In the context of programming, each application initiates with one or more processes and a process have at least one thread. Any running instance of a program is essentially a process. These processes operate in isolation from one another, with each having its dedicated memory space. Within a process, multiple threads can exist, all of which share the same memory space and have the capability to access memory locations used by other threads within the same process. Threads are the fundamental units to which the operating system allocates processor time, essentially abstracting the concept of a virtual processor.

Asynchronous Programming

The concept of asynchronous programming often kicks in when considering concurrency in an application. Almost every modern programming language supports asynchronous programming. Async programming is the way of writing code so that long-running functions continue to execute whereas the control is quickly returned to the caller. In case of tasks that are I/O bound or CPU bound, we can invoke such methods asynchronously and perform independent operations until the result is required. As a result, it will increase the responsiveness and performance of the application.

To make any method asynchronous, we have to mark the method with ‘async’ keyword. It gives us ability to use another keyword ‘await’ inside the method that allows to wait the time-consuming calls asynchronously.

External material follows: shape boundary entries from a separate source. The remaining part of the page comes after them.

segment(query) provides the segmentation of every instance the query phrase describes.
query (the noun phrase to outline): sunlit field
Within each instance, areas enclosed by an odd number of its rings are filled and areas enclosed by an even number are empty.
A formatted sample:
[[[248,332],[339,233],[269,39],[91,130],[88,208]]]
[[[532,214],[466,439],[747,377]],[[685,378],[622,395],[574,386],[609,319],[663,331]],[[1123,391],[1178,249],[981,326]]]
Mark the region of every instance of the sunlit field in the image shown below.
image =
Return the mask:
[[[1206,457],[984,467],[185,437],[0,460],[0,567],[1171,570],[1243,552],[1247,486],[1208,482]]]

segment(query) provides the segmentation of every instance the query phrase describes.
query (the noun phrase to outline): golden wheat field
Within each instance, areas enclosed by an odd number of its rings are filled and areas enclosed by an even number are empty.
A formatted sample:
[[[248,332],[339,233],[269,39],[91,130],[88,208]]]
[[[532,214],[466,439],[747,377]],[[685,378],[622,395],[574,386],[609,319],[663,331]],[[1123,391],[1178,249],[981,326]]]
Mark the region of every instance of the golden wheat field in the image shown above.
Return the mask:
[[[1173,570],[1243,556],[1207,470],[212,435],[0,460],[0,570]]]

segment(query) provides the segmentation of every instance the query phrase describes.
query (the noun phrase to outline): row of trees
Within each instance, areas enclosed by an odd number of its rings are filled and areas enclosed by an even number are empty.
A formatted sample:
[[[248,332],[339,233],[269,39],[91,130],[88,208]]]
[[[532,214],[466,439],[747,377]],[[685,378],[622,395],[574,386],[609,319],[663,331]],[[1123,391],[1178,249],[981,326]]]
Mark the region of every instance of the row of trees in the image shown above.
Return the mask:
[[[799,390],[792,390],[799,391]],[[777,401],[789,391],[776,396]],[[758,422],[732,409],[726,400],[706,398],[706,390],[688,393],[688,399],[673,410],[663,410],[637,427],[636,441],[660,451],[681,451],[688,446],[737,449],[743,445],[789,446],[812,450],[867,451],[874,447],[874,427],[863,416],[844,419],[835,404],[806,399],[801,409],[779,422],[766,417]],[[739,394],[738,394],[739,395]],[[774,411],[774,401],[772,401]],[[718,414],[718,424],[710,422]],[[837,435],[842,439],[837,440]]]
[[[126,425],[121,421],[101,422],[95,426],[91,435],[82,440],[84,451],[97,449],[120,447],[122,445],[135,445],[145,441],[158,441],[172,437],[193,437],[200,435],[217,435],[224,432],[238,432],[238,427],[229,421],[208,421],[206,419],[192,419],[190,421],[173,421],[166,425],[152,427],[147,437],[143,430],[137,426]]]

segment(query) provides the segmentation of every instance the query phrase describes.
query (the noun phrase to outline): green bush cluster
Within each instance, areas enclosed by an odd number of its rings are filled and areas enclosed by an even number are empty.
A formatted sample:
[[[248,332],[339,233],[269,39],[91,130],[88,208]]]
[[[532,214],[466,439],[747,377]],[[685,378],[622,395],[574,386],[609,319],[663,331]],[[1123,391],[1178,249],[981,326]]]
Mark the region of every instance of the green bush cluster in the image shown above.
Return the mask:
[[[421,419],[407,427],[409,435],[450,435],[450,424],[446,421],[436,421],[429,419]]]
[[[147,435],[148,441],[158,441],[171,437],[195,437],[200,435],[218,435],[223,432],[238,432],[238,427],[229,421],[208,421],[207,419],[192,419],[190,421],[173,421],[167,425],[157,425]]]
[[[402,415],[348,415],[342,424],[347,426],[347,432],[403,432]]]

Let’s consider a simple example

public class NasaService

{

    private static readonly HttpClient client = new HttpClient();

    const string API_KEY = "DEMO"; // Replace with your API key

 

    public async Task<string> GetApodAsync()

    {

        string apiUrl = $"https://api.nasa.gov/planetary/apod?api_key={API_KEY}";

 

        try

        {

            Task<string> getResult = client.GetStringAsync(apiUrl);

           

            // <<Perform independent tasks if any>>

           

            string json = await getResult; // Async call

            JObject apod = JObject.Parse(json);

            return $"title: {apod["title"]}\nhdurl: {apod["hdurl"]}\nexplanation: {apod["explanation"]}";

        }

        catch (Exception ex)

        {

            return $"Error: {ex.Message}";

        }

    }

}

In the above example, when the program execution reaches await keyword, the control is returned back to the caller until the result is received. This means that the thread is now free and can handle other tasks or requests. Once the awaited operation completes, execution resumes and the remaining code is processed. The way execution continues and how the thread is managed may vary depending on the type of application (WinForms, Console, Web, etc.).

Does the application a separate thread for the execution of awaited task? The simple answer is NO. While there are conditions where async/await can create a new thread, a true async operation does not necessarily spin up a new thread. In this case, the GetStringAsync operation is an asynchronous operation that sends an HTTP GET request to an external resource, making it an I/O-bound operation. As soon as the execution hits await part, the current thread is released and sent back to the pool (or synchronization context) which can now be utilized by another task or request. When the result is available, a notification is issued so that that the thread can continue the remaining execution.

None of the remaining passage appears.